Pickering talks
Charles Pickering is well-qualified to have a point of view on the process of confirming judicial nominees.
(Remember Pickering? He's the federal judge who stepped aside last year rather than endure a second set of Senate hearings where he would be subject to unfounded charges of racism and the like. This was part of his statement at the time:
The bitter fight over judicial confirmations threatens the quality and the independence of the judiciary.

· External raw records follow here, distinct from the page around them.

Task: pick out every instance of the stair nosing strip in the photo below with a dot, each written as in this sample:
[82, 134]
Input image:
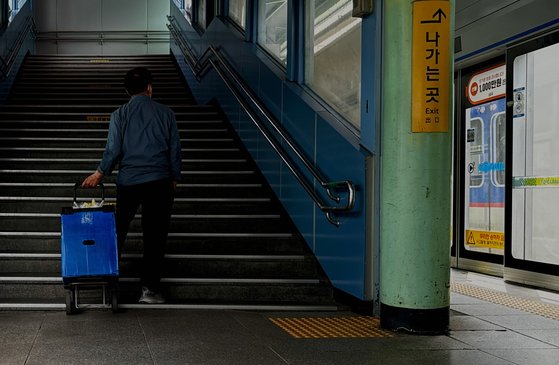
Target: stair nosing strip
[173, 234]
[10, 255]
[88, 149]
[205, 172]
[26, 159]
[94, 139]
[17, 184]
[177, 200]
[173, 216]
[58, 279]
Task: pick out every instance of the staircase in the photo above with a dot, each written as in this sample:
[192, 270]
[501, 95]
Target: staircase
[230, 243]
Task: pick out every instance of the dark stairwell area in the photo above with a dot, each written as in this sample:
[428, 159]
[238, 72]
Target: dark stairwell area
[231, 244]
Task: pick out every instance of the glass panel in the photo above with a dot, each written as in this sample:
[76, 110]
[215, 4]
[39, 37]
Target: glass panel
[272, 27]
[333, 56]
[498, 151]
[201, 21]
[484, 194]
[535, 154]
[237, 12]
[185, 6]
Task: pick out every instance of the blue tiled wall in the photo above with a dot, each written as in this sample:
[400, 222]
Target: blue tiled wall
[7, 40]
[341, 251]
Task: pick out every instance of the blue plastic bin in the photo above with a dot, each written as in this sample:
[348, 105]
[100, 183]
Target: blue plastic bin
[88, 243]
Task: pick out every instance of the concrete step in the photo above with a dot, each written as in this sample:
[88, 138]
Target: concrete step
[175, 265]
[224, 290]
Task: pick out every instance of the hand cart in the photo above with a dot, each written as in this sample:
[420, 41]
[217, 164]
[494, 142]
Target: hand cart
[89, 253]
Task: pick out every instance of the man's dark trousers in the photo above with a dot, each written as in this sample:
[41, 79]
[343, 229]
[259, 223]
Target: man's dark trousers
[156, 199]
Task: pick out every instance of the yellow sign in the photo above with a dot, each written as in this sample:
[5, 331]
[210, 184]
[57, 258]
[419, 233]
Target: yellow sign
[431, 66]
[485, 239]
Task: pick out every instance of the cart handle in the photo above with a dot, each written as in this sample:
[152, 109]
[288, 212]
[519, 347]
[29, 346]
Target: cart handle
[78, 185]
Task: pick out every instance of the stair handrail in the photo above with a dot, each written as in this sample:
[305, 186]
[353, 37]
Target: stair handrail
[7, 63]
[200, 65]
[104, 36]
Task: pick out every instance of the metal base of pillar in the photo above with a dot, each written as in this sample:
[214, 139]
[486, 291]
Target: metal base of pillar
[415, 321]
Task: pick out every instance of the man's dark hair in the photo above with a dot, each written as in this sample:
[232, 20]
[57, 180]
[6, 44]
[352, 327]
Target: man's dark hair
[137, 80]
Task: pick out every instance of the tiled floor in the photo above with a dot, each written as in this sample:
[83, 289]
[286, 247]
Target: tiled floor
[481, 333]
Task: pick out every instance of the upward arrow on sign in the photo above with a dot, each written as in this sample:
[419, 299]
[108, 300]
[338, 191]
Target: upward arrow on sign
[437, 17]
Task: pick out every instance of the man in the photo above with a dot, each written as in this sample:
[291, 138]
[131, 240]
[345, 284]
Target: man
[144, 141]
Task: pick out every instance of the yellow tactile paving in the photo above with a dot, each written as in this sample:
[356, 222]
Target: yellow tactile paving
[332, 327]
[493, 296]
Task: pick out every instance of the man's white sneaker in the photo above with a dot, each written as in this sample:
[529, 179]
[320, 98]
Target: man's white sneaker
[149, 297]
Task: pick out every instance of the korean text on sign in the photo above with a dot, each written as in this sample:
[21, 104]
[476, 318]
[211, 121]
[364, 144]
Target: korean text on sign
[431, 66]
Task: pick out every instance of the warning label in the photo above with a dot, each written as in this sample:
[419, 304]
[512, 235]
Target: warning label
[485, 239]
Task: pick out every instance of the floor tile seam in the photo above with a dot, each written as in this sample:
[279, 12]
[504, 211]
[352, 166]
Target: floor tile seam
[145, 338]
[35, 339]
[526, 305]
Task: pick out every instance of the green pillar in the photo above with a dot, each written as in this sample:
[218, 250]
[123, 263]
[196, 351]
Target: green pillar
[415, 187]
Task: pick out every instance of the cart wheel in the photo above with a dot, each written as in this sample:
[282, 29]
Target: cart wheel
[70, 302]
[114, 300]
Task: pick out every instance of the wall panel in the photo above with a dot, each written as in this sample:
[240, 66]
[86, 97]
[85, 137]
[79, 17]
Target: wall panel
[100, 16]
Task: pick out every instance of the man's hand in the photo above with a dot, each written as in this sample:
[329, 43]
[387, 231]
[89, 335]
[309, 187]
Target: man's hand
[92, 180]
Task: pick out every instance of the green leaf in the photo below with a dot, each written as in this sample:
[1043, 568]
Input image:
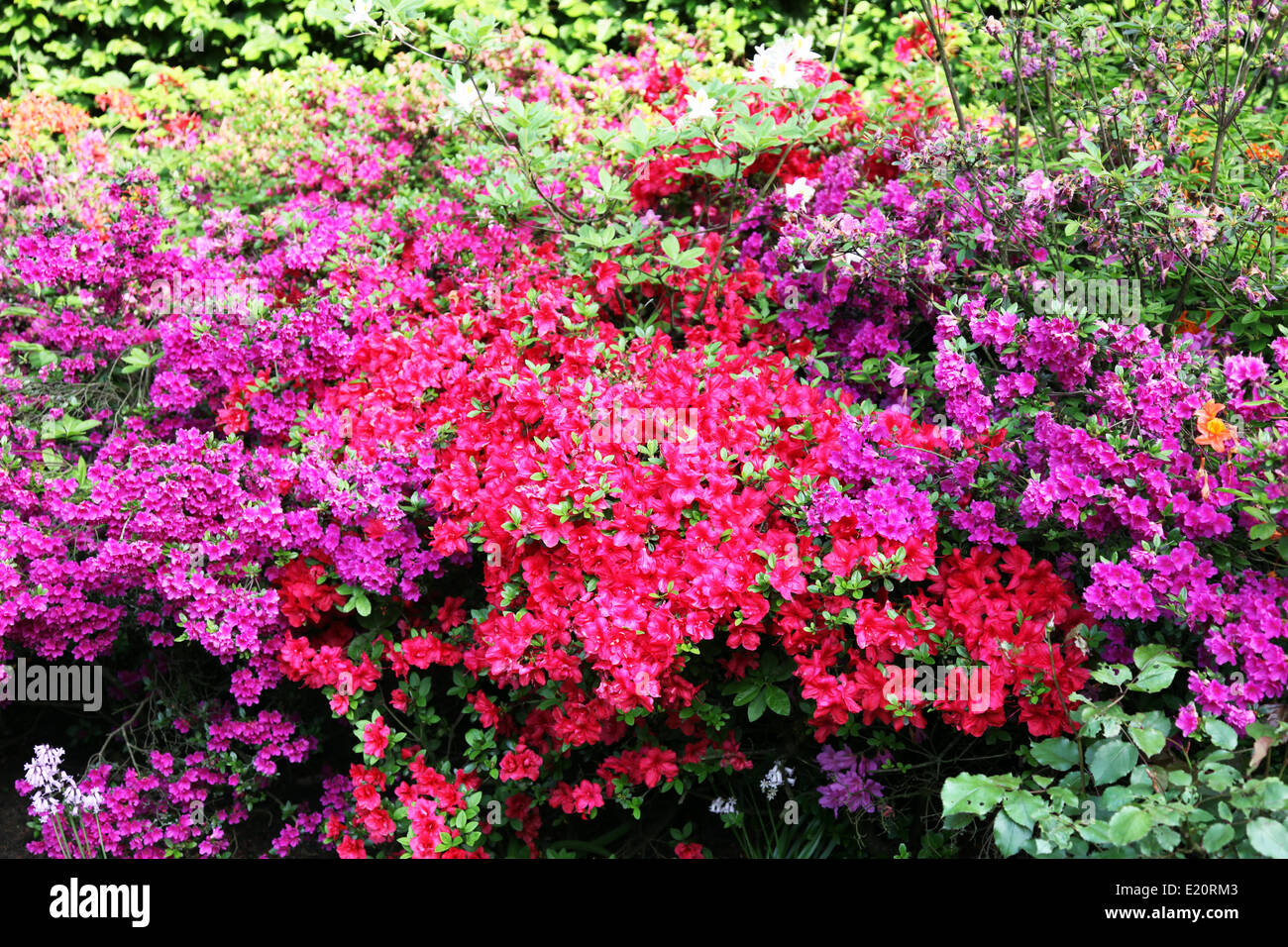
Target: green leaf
[778, 701]
[1008, 835]
[1056, 753]
[1024, 808]
[1129, 823]
[1216, 838]
[1269, 838]
[1109, 761]
[1095, 832]
[975, 793]
[1223, 733]
[1112, 674]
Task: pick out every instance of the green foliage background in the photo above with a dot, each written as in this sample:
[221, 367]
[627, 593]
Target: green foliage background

The mean-spiritedness and lack of civility reduces the pool of nominees willing to offer themselves for service on the bench.He was right.)
Here he is on Hannity & Colmes last night (link via via RCP) making mincemeat of the charges against him (dutifully parroted by Alan Colmes):
COLMES: You were accused of writing a paper against miscegenation, and when asked in 1990 about the article, you said you had no opinion about — at the time whether interracial marriage should be illegal.
Is that mainstream?
PICKERING: Alan, I told the Senate in 1990, and I told them again in 2001 when I was before them, that I thought who one married was a personal choice, and that I did not believe that laws outlawing interracial marriage were appropriate, that they were unconstitutional. And the Supreme Court said the same.
Here, you're going back and taking things out of context, just as they did. Listen, I had a record in 1967. When the Ku Klux Klan was bombing, burning and shooting into homes, I testified against the imperial wizard, the white knight of the Ku Klux Klan.
I sent my children to integrated schools, 70 percent integrated schools. Mike Wallace on "60 Minutes" saw the hypocrisy of what they were doing to me, and "60 Minutes" had a great program showing that the charges you're talking about were bogus charges.
You know, you can paint and tar anybody if you want to take a few statements out of opinions they've written and distort them and mischaracterize them. And that's what happened.
...That's what happened to these nominees as well.